I’ve forgotten most of what my last day of chemo was like. I’ve forgotten who the nurse was, what I did to keep myself occupied, what my wife and I did when I was finished. What I do remember, vividly, is leaving. There was a young man in the waiting room, skinny, with dark circles under his eyes, wearing a heavy shirt that was too big for him and a knitted cap over his bald head. He looked up at me as I was going out. I wanted to tell him things would get better but I didn’t want to offer that kind of false hope. Things were getting better for me but maybe for him they wouldn’t, and I didn’t want to shove that in his face.

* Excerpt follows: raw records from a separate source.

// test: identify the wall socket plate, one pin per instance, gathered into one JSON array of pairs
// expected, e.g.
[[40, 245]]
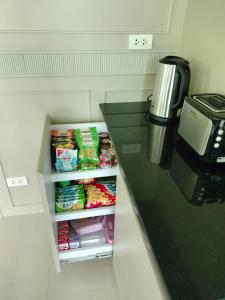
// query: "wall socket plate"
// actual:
[[140, 41], [16, 181]]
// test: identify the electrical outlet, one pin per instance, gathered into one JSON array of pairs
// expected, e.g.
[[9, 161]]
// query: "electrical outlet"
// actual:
[[16, 181], [140, 41], [131, 148]]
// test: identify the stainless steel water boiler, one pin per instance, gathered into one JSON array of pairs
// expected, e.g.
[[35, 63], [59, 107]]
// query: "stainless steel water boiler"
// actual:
[[172, 84]]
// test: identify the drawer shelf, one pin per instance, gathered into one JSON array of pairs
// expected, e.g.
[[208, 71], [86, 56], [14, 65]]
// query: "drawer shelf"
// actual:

It’s a form of survivor’s guilt. There wasn’t a single traumatic event that killed others and left me alive, but I’ve lost people I loved—people I sometimes think, in dark moments, deserved to live more than I do—to cancer. And so many others have died. What makes me special? Why was I so lucky? At least one doctor told me “If you’re gonna get cancer this is the one to have.” Actually testicular cancer is just one of some of the highly treatable types of cancer, but I still don’t know what the odds are or why they fell in my favor. Even when I talk to some other survivors I feel guilty. So many had radiation, multiple major surgeries, and chemo that went on longer than mine. My side effects were minimal. I had a few bouts of nausea—I didn’t even throw up—that were so regular my wife spotted the pattern right away and could make sure I took a magic red anti-nausea pill before they started. I was exhausted but could still manage to get out of bed every day. My immune system was knocked down so badly a cold could have easily turned into pneumonia but that never happened. The worst never happened. I listen to what others went through and I wish they’d had my experience instead. What I went through wasn’t easy, but it doesn’t seem fair that others had it so much worse.
And there’s a selfish side to it too. I think about what I lost. I think about the carefree innocence I had. Before cancer I really sort of felt invincible. I’d blithely wander into labs full of anthrax and bubonic plague and flesh eating bacteria and fix myself a drink and blow my nose with a napkin I found on the floor. That’s an exaggeration, but before cancer there wasn’t any illness that scared me because I could honestly say “I never get sick.” And there’s also the fear that, going back to the train metaphor and the light at the end of the tunnel, I may be in the light right now but I don’t know what tunnels are up ahead. The chances of my cancer coming back are extremely slim but I don’t know if this was just a battle or if I’ve won the war. I don’t say I’m “cured” anymore. I can’t be certain I’ve beaten the crab.
This is what I spent September 22nd, 2015 thinking about. It was not a happy day. Maybe future September 22nds will be easier to get through. Maybe farther down the track there are even days when I’ll forget I even had cancer. Even if the anniversaries are still hard it doesn’t matter. September 23rd I celebrated. September 23rd I put all those dark thoughts out of my mind. September 23rd I sang, I danced, I walked in the sun. I celebrated the day after.